If I then analyse the automl state afterwards, I can see that we have 135 rows in automl._state.X_train, and 18 rows in automl._state.X_val - making 153 rows in total - we have 3 too many rows in total. The code to reproduce this is pasted below:
from flaml import AutoML
from sklearn import datasets
import numpy as np
dic_data = datasets.load_iris(as_frame=True) # numpy arrays
iris_data = dic_data["frame"] # pandas dataframe data + target
rng = np.random.default_rng(42)
iris_data["cluster"] = rng.integers(
low=0, high=5, size=iris_data.shape[0]
)
print(iris_data["cluster"])
print('shape at start', iris_data.shape)
automl = AutoML()
automl_settings = {
"max_iter":5,
"metric": 'accuracy',
"task": 'classification',
"log_file_name": "holdout_test.log",
"log_type": "all",
"estimator_list": ['lgbm'],
"eval_method": "holdout",
"split_type":"stratified",
"keep_search_state":True,
"retrain_full":True,
"auto_augment":False,
}
x_train = iris_data[["sepal length (cm)","sepal width (cm)", "petal length (cm)","petal width (cm)"]].to_numpy()
y_train = iris_data['target']
automl.fit(x_train, y_train, **automl_settings)
print(len(automl._state.X_train), len(automl._state.X_train_all), len(automl._state.X_val))
print(len(automl._state.y_train), len(automl._state.y_train_all), len(automl._state.y_val))
My colleague @drwillcharles has identified the cause of this issue, which is found in the prepare_data method on flaml/automl/task/generic_task.py:
X_train, X_val, y_train, y_val = self._train_test_split(
state, X_rest, y_rest, first, rest, split_ratio, stratify
)
X_train = concat(X_first, X_train)
y_train = concat(label_set, y_train) if data_is_df else np.concatenate([label_set, y_train])
X_val = concat(X_first, X_val)
y_val = concat(label_set, y_val) if data_is_df else np.concatenate([label_set, y_val])
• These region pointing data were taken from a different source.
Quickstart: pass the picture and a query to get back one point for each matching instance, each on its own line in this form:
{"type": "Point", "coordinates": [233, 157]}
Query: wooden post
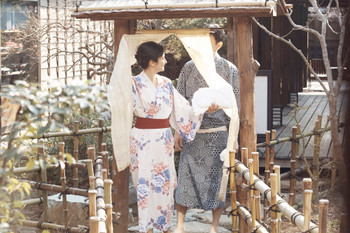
{"type": "Point", "coordinates": [64, 184]}
{"type": "Point", "coordinates": [272, 150]}
{"type": "Point", "coordinates": [292, 167]}
{"type": "Point", "coordinates": [242, 194]}
{"type": "Point", "coordinates": [233, 192]}
{"type": "Point", "coordinates": [121, 178]}
{"type": "Point", "coordinates": [322, 217]}
{"type": "Point", "coordinates": [247, 67]}
{"type": "Point", "coordinates": [307, 209]}
{"type": "Point", "coordinates": [100, 136]}
{"type": "Point", "coordinates": [257, 193]}
{"type": "Point", "coordinates": [43, 177]}
{"type": "Point", "coordinates": [251, 192]}
{"type": "Point", "coordinates": [76, 154]}
{"type": "Point", "coordinates": [273, 177]}
{"type": "Point", "coordinates": [316, 162]}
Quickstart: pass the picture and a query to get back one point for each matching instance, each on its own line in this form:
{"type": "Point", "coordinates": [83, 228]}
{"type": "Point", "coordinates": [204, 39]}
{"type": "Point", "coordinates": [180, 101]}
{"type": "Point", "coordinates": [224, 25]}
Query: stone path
{"type": "Point", "coordinates": [197, 221]}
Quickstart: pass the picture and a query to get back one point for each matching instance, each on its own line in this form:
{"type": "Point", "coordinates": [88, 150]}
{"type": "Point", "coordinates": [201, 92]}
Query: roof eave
{"type": "Point", "coordinates": [167, 13]}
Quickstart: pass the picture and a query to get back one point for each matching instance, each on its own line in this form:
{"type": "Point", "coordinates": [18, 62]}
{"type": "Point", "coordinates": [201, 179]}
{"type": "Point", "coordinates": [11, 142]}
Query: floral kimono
{"type": "Point", "coordinates": [152, 150]}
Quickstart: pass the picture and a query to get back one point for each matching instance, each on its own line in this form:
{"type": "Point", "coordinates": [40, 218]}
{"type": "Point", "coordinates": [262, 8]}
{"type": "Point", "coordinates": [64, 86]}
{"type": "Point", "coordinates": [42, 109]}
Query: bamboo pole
{"type": "Point", "coordinates": [292, 167]}
{"type": "Point", "coordinates": [267, 157]}
{"type": "Point", "coordinates": [105, 160]}
{"type": "Point", "coordinates": [94, 225]}
{"type": "Point", "coordinates": [247, 217]}
{"type": "Point", "coordinates": [233, 191]}
{"type": "Point", "coordinates": [272, 150]}
{"type": "Point", "coordinates": [43, 176]}
{"type": "Point", "coordinates": [307, 184]}
{"type": "Point", "coordinates": [322, 217]}
{"type": "Point", "coordinates": [52, 226]}
{"type": "Point", "coordinates": [315, 162]}
{"type": "Point", "coordinates": [257, 193]}
{"type": "Point", "coordinates": [104, 146]}
{"type": "Point", "coordinates": [76, 154]}
{"type": "Point", "coordinates": [100, 136]}
{"type": "Point", "coordinates": [90, 167]}
{"type": "Point", "coordinates": [267, 170]}
{"type": "Point", "coordinates": [64, 184]}
{"type": "Point", "coordinates": [104, 174]}
{"type": "Point", "coordinates": [92, 203]}
{"type": "Point", "coordinates": [57, 188]}
{"type": "Point", "coordinates": [100, 203]}
{"type": "Point", "coordinates": [287, 210]}
{"type": "Point", "coordinates": [92, 182]}
{"type": "Point", "coordinates": [108, 191]}
{"type": "Point", "coordinates": [251, 191]}
{"type": "Point", "coordinates": [91, 153]}
{"type": "Point", "coordinates": [277, 170]}
{"type": "Point", "coordinates": [33, 201]}
{"type": "Point", "coordinates": [273, 177]}
{"type": "Point", "coordinates": [242, 194]}
{"type": "Point", "coordinates": [109, 218]}
{"type": "Point", "coordinates": [307, 209]}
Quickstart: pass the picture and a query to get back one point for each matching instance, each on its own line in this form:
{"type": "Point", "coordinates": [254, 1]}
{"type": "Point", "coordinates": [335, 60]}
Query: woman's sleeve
{"type": "Point", "coordinates": [183, 119]}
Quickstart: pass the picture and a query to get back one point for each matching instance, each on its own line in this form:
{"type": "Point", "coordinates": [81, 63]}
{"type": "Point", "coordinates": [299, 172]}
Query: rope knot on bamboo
{"type": "Point", "coordinates": [294, 216]}
{"type": "Point", "coordinates": [256, 229]}
{"type": "Point", "coordinates": [63, 193]}
{"type": "Point", "coordinates": [231, 169]}
{"type": "Point", "coordinates": [146, 3]}
{"type": "Point", "coordinates": [251, 187]}
{"type": "Point", "coordinates": [310, 230]}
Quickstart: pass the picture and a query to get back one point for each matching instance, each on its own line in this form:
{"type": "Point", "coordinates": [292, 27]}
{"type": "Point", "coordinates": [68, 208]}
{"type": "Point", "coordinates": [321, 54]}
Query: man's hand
{"type": "Point", "coordinates": [178, 141]}
{"type": "Point", "coordinates": [212, 108]}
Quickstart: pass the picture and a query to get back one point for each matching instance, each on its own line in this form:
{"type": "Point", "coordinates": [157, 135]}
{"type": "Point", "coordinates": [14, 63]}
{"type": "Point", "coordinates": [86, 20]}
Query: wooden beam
{"type": "Point", "coordinates": [247, 67]}
{"type": "Point", "coordinates": [257, 11]}
{"type": "Point", "coordinates": [120, 193]}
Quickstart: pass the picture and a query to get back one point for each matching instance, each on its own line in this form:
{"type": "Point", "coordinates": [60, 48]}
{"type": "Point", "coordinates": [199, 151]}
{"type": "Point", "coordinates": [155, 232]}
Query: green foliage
{"type": "Point", "coordinates": [42, 111]}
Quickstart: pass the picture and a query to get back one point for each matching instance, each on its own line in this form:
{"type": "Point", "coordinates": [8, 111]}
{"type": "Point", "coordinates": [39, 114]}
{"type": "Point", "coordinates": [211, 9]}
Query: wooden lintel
{"type": "Point", "coordinates": [257, 11]}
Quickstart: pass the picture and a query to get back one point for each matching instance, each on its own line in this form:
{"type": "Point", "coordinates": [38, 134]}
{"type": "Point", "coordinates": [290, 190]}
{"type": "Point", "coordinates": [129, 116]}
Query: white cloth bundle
{"type": "Point", "coordinates": [204, 97]}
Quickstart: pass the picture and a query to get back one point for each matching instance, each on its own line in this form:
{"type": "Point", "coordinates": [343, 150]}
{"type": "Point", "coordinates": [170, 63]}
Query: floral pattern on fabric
{"type": "Point", "coordinates": [152, 150]}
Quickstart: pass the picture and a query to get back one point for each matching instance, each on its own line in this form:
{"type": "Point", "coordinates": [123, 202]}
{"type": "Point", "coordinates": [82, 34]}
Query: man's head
{"type": "Point", "coordinates": [216, 37]}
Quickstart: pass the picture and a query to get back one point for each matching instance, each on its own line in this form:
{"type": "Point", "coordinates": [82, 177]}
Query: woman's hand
{"type": "Point", "coordinates": [212, 108]}
{"type": "Point", "coordinates": [178, 141]}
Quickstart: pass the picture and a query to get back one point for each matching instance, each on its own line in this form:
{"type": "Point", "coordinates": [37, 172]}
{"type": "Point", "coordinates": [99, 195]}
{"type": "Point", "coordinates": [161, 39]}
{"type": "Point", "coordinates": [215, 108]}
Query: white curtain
{"type": "Point", "coordinates": [199, 48]}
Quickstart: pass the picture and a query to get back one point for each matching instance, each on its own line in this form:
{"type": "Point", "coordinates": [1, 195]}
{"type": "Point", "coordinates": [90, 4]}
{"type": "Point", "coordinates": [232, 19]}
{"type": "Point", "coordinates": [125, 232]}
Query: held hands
{"type": "Point", "coordinates": [178, 141]}
{"type": "Point", "coordinates": [212, 108]}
Here the first row containing each class has been extracted from the original training dataset (within X_first), and then once _train_test_split has been used to split the data, these rows are then added back to both the training and test datasets.
I'm not sure if this was an error, or a deliberate choice by the original developers.
I think that the advantage of this code would be that you guarantee that the training and testing datasets both contain at least one instance of every class. The disadvantage of this is that you have an overlap of training and test data, which will bias the models.
Possible Solution
Could I please ask your thoughts on this? Personally if you were going to keep this code, I'd rather you only applied it when it was required, and not in every case.
Perhaps we could just _train_test_split on the entire dataset (including X_first) and then only duplicate X_first if it's necessary (i.e. either the training or test set doesn't contain one/any of the classes)?
Please let me know if I'm misunderstanding anything - I welcome your thoughts.
Thanks!
Model Used
Random Forest in this example but this error has been present for all models tested.
Expected Behavior
No response
Screenshots and logs
No response
Additional Information
Python 3.10.3
FLAML 2.3.2